Trotz drastischer Leitzinserhöhung Der Absturz des Rubels geht weiter
Von 10,5 auf 17 Prozent erhöhte die russische Notenbank in der vergangenen Nacht den Leitzins - und selbst die Wirkung dieses dramatischen Schritts ist schon wieder verpufft. Nur wenige Stunden später erreicht die russische Währung neue Tiefstände.
Um mehr als zehn Prozent rutschte der Rubel allein gestern im Vergleich zum Dollar und zum Euro in seinem Wert ab. An den Moskauer Tauschbuden leuchteten Preise von 80 Rubel für einen Euro, wo vor einem Jahr noch knapp die Hälfte angezeigt wurde. Ausgelöst wurde der Rubel-Rutsch möglicherweise durch Aussagen des Ölministers der Vereinigten Arabischen Emirate, der sich auch einen Ölpreis von 40 Dollar vorstellen könnte. Zum Vergleich: Jetzt kostet das Barrel knapp unter 60 Dollar.

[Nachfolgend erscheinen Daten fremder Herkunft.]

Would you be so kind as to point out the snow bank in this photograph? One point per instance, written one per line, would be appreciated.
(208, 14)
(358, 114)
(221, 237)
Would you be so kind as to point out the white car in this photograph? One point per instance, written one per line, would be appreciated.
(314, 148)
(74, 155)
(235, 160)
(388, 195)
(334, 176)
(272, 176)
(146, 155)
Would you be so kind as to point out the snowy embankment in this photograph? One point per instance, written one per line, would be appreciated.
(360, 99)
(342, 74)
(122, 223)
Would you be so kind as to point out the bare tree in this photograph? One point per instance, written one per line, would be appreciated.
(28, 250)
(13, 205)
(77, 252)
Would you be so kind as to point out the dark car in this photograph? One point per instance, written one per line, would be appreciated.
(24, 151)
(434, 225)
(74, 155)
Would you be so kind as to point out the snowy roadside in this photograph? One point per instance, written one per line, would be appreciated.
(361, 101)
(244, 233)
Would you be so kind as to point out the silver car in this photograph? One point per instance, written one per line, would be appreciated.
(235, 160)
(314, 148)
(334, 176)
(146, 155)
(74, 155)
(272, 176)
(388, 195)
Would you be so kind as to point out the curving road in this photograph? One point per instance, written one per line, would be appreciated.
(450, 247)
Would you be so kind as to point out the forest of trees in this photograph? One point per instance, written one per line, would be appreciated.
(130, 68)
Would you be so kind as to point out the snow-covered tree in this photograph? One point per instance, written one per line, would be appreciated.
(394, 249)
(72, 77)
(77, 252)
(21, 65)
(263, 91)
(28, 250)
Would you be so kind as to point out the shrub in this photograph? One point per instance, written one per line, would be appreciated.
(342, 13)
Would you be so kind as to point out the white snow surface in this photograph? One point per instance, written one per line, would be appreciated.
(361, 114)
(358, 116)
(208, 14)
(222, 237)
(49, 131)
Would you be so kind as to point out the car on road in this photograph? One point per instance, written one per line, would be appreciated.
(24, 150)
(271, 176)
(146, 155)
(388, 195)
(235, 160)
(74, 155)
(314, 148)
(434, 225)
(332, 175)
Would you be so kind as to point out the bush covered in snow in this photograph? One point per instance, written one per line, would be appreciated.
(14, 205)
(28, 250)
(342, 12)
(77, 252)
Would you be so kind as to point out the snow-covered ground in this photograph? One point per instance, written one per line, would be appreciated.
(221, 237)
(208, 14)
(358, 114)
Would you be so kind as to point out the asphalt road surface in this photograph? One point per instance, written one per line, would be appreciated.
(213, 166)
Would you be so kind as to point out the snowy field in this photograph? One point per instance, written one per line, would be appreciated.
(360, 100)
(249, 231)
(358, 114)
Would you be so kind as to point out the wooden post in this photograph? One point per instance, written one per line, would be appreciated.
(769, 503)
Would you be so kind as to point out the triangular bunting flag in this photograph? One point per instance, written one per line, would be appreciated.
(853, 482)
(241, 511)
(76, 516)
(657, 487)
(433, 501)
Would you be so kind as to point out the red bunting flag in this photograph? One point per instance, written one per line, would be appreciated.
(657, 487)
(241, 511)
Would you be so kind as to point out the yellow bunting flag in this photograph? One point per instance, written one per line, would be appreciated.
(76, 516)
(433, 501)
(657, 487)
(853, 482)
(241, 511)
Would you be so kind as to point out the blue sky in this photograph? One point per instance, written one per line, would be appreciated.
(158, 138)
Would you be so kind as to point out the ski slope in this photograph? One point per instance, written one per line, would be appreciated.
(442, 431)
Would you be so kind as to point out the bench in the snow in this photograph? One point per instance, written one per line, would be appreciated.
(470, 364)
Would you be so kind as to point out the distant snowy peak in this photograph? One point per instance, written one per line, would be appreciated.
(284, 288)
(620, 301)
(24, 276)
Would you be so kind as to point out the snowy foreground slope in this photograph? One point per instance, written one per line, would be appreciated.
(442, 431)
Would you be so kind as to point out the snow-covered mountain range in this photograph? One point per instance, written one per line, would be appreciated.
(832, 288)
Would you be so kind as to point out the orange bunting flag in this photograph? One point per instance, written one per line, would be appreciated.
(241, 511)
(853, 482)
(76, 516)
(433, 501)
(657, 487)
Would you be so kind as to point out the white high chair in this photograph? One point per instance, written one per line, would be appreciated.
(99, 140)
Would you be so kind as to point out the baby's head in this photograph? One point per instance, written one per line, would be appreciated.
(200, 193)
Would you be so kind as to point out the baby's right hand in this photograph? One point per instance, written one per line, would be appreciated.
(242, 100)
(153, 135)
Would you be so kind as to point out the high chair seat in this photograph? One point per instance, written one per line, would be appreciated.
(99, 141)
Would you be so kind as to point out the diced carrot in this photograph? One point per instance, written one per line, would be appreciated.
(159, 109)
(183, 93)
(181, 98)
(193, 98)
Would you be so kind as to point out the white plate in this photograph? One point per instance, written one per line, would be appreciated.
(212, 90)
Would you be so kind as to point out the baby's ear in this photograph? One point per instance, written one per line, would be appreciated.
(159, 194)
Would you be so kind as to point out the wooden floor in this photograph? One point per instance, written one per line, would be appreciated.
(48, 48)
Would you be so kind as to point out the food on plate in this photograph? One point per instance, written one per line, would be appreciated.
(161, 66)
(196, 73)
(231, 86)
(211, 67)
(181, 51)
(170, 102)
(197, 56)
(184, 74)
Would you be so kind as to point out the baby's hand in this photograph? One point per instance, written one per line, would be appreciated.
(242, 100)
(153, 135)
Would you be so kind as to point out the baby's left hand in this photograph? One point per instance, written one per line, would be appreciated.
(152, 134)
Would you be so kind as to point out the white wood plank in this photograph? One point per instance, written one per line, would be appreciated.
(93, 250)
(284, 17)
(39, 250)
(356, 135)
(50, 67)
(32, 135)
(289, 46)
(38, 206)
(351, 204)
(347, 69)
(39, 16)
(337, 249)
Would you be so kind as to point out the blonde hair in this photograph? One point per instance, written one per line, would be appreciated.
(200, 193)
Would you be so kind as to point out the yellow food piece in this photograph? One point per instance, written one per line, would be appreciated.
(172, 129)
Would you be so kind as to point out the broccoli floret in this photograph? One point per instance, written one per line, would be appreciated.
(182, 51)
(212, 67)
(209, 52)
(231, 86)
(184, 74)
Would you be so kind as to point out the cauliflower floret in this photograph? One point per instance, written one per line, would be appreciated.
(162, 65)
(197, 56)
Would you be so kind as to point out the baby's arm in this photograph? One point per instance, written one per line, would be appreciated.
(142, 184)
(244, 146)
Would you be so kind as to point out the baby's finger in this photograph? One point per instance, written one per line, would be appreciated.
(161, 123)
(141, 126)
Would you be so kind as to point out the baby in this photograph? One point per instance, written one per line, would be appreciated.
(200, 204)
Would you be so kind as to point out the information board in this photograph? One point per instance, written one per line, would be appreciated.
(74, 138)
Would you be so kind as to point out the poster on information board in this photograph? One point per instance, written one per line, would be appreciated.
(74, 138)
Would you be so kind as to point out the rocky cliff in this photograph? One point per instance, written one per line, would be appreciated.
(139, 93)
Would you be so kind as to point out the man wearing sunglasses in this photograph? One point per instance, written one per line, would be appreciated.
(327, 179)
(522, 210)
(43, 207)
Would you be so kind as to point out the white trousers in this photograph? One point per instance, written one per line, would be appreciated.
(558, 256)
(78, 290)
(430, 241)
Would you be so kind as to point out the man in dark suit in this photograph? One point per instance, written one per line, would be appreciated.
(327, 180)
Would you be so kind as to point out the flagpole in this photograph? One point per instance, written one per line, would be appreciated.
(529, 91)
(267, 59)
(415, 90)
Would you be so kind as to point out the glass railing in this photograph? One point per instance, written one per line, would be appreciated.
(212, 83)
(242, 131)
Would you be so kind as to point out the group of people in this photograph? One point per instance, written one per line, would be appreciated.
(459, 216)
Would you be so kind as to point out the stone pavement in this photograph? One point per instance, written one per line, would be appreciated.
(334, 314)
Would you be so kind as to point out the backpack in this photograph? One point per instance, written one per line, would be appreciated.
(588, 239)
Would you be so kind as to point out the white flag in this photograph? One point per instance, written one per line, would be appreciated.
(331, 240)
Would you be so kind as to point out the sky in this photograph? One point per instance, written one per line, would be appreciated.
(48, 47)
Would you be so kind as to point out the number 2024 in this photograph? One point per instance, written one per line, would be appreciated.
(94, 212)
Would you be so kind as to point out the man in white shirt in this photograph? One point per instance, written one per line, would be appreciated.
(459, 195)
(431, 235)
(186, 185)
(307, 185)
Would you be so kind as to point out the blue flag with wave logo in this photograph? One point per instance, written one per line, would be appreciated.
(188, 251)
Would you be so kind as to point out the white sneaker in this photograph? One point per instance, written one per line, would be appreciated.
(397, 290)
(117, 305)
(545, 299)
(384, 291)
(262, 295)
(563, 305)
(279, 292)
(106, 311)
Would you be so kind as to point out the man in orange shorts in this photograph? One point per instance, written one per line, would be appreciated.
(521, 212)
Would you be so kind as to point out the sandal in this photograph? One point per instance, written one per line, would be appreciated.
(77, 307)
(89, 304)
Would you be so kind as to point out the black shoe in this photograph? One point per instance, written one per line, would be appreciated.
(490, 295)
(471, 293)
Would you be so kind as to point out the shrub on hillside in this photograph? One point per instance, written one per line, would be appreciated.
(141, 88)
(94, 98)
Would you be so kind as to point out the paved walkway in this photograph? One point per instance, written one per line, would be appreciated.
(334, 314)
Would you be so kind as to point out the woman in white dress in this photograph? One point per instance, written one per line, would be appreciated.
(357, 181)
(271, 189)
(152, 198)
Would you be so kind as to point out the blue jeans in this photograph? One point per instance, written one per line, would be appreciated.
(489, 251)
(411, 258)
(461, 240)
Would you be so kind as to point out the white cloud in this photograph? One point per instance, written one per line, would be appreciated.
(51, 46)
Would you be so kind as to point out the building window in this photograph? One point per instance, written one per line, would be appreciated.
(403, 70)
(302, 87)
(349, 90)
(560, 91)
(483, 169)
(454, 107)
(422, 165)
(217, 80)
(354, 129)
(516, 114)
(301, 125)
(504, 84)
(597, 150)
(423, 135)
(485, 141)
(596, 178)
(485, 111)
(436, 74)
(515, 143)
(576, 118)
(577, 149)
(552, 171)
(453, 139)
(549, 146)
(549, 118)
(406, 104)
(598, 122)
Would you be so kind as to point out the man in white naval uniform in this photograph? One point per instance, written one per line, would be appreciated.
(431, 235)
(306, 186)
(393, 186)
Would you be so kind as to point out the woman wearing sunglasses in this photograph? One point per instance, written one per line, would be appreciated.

"Das beinhaltet auch Chancen"
In der Nacht traf sich der Russische Zentralbankrat dann zu einer Sondersitzung und beschloss, den Leitzins von 10,5 Prozent auf 17 Prozent zu erhöhen. Dessen Vorsitzende Elvira Nabiullina erklärte nach der Sitzung: "In letzter Zeit ist der Rubel deutlich schwächer geworden. Die wichtigsten Ursachen dafür waren die Senkung der Ölpreise und fehlenden Möglichkeiten unserer Unternehmen und Banken, sich im Ausland mit Geld zu versorgen. Die Schwächung des Rubelkurses wird unterschiedliche Auswirkungen auf die russische Wirtschaft haben, beinhaltet aber auch Chancen, nämlich Importe durch eigene Produkte zu ersetzen. Um die negativen Auswirkungen, in erster Linie auf die Inflation, einzuschränken, haben wir die Entscheidung getroffen, den Leitzins zu erhöhen."

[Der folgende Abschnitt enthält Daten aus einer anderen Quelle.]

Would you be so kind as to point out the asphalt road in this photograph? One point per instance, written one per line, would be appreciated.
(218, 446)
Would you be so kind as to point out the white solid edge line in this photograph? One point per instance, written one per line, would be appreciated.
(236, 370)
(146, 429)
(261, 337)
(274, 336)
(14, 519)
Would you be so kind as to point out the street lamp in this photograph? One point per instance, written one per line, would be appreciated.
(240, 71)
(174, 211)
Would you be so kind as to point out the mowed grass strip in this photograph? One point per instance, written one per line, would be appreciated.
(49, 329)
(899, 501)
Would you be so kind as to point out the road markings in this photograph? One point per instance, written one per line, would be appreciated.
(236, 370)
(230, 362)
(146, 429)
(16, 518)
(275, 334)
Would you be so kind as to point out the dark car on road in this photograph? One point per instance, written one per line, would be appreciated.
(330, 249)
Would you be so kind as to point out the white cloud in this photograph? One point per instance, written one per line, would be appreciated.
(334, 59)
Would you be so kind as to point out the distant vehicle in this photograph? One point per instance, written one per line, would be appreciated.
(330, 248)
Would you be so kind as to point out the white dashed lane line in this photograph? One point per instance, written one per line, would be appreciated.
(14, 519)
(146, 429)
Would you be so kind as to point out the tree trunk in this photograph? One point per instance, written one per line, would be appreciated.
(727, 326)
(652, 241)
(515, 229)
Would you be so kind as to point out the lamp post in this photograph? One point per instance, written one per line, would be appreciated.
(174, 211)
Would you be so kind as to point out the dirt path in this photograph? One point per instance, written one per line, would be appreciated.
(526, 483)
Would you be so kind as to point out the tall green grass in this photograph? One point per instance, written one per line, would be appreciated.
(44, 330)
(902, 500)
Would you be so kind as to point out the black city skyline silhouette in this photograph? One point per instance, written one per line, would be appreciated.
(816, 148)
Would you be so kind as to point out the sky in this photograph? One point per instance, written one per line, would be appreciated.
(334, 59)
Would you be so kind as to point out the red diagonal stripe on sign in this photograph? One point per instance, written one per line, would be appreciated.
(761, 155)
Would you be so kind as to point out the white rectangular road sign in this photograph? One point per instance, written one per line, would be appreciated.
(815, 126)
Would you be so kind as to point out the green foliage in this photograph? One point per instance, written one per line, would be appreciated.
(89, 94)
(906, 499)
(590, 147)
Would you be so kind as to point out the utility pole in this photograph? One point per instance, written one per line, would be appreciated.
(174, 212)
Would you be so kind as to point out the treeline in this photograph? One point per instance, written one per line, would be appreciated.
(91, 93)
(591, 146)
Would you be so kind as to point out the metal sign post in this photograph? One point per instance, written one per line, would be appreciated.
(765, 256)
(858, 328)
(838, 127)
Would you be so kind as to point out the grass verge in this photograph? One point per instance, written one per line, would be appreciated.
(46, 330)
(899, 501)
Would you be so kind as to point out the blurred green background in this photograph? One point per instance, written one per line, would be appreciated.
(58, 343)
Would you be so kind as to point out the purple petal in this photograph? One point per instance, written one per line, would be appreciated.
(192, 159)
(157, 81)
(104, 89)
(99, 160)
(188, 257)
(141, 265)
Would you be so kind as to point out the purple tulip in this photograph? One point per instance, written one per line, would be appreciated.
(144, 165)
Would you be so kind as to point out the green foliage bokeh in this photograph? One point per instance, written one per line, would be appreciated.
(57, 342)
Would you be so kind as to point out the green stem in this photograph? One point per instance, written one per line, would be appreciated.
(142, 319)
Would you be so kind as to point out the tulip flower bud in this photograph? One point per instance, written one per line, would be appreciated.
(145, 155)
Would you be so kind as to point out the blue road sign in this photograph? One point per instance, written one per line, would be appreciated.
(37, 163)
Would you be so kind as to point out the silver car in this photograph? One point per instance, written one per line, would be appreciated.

Investitionen müssen warten
Ein solcher Schritt bedeutet, dass es für Anleger, auch ausländische, attraktiver wird, Geld in Russland zu investieren. Sie bekommen mehr für ihr Geld. Für die russische Wirtschaft aber bedeutet es, dass es teurer wird, sich Geld zu leihen. Wichtige Investitionen müssen warten. Oder sie werden vielleicht überhaupt nicht getätigt - was fatal ist, denn die Konjunktur schwächelt. Der frühere Wirtschaftsminister Andrej Netschajew erklärte: "Sehr bedeutsam ist auch, dass das Vertrauen in den Rubel verloren gegangen ist. Sowohl die Bürger als auch die Unternehmen kaufen Devisen, weil sie eine stärkere Währung suchen, um ihre Ersparnisse vor der Inflation zu schützen."
Sanktionen nicht die Hauptursache
Das Sanktionspaket des Westens gegen Russland war möglicherweise einer der Auslöser der Krise. Doch sind die Strafmaßnahmen wegen der Annexion der Krim und der russischen Rolle in der Ostukraine nach Ansicht von Experten nicht die Hauptursache der derzeitigen Situation. Russland sei in erster Linie Opfer eine Marktkrise, denn seine Wirtschaft hänge völlig vom Ölpreis ab. Hätte das Land andere Exportgüter als Rohstoffe, auf die sie ausweichen könnte, würde die Krise nicht so hart zuschlagen.
Der Schritt der russischen Zentralbank, den Leitzins um 6,5 Punkte anzuheben, sollte das Finanzsystem auf Kosten der Wirtschaft sichern. Er verschaffte dem Rubel nur kurz Entlastung. Bereits am Vormittag lag der Verkaufspreis höher als gestern Abend.